For a particular card, we might construct a memory of where that card has been: what merchants has it interacted with? How much does it typically spend? What times of day does it tend to transact? If our memories of this card are degraded, we lose the ability to extract information from its past behaviour. It was essential to tackle this challenge when constructing our Automated Deep Behavioural Networks, which are deep neural networks with recurrent connections. In this article, I will attempt to guide the reader through some foundational context (deep neural networks, recurrent neural networks, and transfer learning) and then move to our approach to retraining deep neural networks in the context of real-time transactional data.

Figure 1. Structure of a typical deep neural network. Note that only a few nodes at the edges are illustrated, with smaller nodes in the centre standing in for an unspecified number of additional nodes. For simplicity, all hidden layers are given the same width, though this is not necessarily the case in practice. The choice of four hidden layers is arbitrary; deep neural networks can have as few as two hidden layers and as many layers as the data and computational power can support. The full connectivity is not captured for reasons of readability, but the reader is asked to kindly imagine the additional connections between nodes.

What is a deep neural network?

Deep neural networks are described as “deep” because they contain some number of so-called hidden layers between their input and output layers. Each hidden layer takes features from a preceding layer as input, and outputs new, higher-level features. In the case of finding fraud in transactional data, the input layer consists of features we have built from the transactional data, and the output layer contains a single node (also called a neuron) that generates a score between 0 and 1. Scores near 0 indicate a very low probability of fraud, while those near 1 indicate a very high one. Between those two layers lie a number of hidden layers that extract patterns from the transactional data, building up a picture of how individuals and institutions spend money.
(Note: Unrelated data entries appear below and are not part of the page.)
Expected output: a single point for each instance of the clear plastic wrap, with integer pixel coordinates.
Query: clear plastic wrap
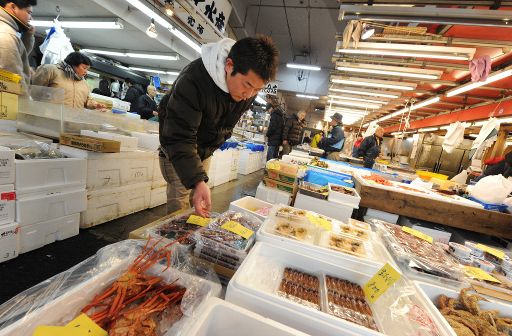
(58, 300)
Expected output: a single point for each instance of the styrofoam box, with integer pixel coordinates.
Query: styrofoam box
(9, 241)
(40, 234)
(272, 195)
(337, 211)
(7, 170)
(40, 175)
(158, 197)
(247, 203)
(7, 204)
(220, 318)
(108, 204)
(55, 311)
(255, 283)
(107, 170)
(40, 207)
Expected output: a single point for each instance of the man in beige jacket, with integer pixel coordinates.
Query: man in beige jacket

Figure 2. Schematic illustration of a recurrent neural network, following on from Figure 1. Connections between nodes have been omitted, and are instead broadly captured by arrows between whole layers. Recurrent connections (left to right) pass information from the recurrent block at a previous timestep to the recurrent block at the next timestep. This information is collectively referred to as "state". For illustrative purposes, only two previous timesteps are shown. A single neuron is shown in the output layer, as in our use case, though more are certainly possible in a general case.

What is a recurrent neural network?

Before diving into the specifics of our Automated Deep Behavioural Networks, it is useful to have a good understanding of two key terms: “stateful” and “recurrent”? We have said above that a recurrent model has memory, but what does that mean more concretely? I will borrow (with slight modification) an example from my colleague Alec’s article on feature stores, in which he considers the feature averageAmountSpentOnCardOverLastMonth. We would call this feature “stateful” in the sense that we cannot find its value using just the information in the current transaction. Instead, we need to keep some kind of historical record. The memory past transactions that a model retains can be more formally described as “state”.

The deep neural network I have illustrated in Figure 1 cannot capture stateful information. It only takes in the features from the current transaction, and has no knowledge of the transactions that came before. The solution to this problem is the recurrent neural network, which was designed to understand sequential data. Rather than just receiving information from the layer below it, nodes in a recurrent neural network (RNN) also receive stateful information from the network at a previous point in time. In general, recurrent networks will not include recurrent connections in every layer, but instead have a dedicated recurrent layer (or layers) that we describe as a recurrent block. This block takes as input not only information from the current transaction, but previous values in the block.

For example, suppose we have a node in our recurrent block that calculates the value of averageAmountSpentOnCardOverLastMonth. It might take an input such as the amount of the current transaction (let’s say $100), which it receives from a lower layer. It must also know the value of this feature the last time the card was used (let’s say $10). This stateful information must be passed from a recurrent connection, which provides the value of the same node at a previous timestep (the last time the card was used). The new value of the feature will become $100, which must again be passed via a recurrent connection the next time this same card is used.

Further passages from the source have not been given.